The committee, which included local clergymen and church officers, and representatives from the several parishes within the diocese, resolved to hire the English ecclesiastic architect George Fellowes Prynne, known for building grand churches, to prepare the plans for a 400-seat church, for which £5,000 was budgeted. The committee also hired a Scotsman named George Home as Clerk of Works. Home arrived in the summer of 1899 but, as Prynne's plans had yet to be received, Home was put to work building the girls' school St Cuthbert's Mission in nearby Tsolo.

In 1900, the Bishop traveled to England and met with Prynne. He saw the plans for the church and reported that it was doubtful that they could be carried out. Prynne had designed an impressive cathedral, a cruciform with a 36' x 147' nave, divided into 7 bays, and a 30' x 67' chancel, with the north and south transepts accommodating 189 and 146 people respectively. In 1901, the plans for the eastern portion of the cathedral were received and it was found that they were of such an elaborate nature that construction of the eastern portion alone would cost £30,000.

The Marriott bequest was £1000, and it stipulated that construction had to begin before the close of 1901, so the committee resolved to build the western portion of the church, despite the fact that the working drawings for that portion had yet to be received. Home was instructed to proceed at his own discretion. On December 16th, 1901, the foundation was laid by Bishop Joseph W. Williams.
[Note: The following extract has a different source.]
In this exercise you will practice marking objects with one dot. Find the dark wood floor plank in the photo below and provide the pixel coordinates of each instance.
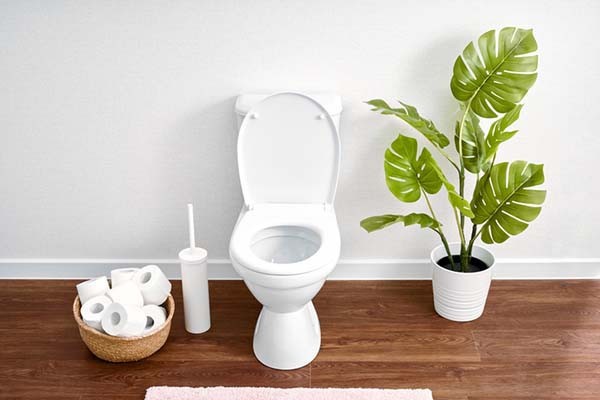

Work proceeded on the western portion, still without plans. In 1902, Home's health failed, he had to leave the project and work was suspended. Bishop Williams traveled to England and pressured Prynne, who sent the plans for the west end. He also sent his invoice. He had quoted £900 and billed the diocese £1200. After the committee brought legal action, Prynne reduced the claim to his quote.

In 1904, the committee hired architect Leonard William Barnard, who redesigned the cathedral's western portion so that the total cost would be £7,000. William Maynard Shaw (1842-1918), an English Cowley Fathers lay brother then living at St. Cuthbert's, was the consulting architect who, with Barnard, supervised construction.

The committee worked to raise funds for the cathedral throughout the process. The Scottish Episcopal Church Bishop of Glasgow and Galloway Ean Campbell donated £1,100. This still left the building fund in debt to the amount of £1,200. As a result, only the nave was completed; that is now the cathedral of St John the Evangelist.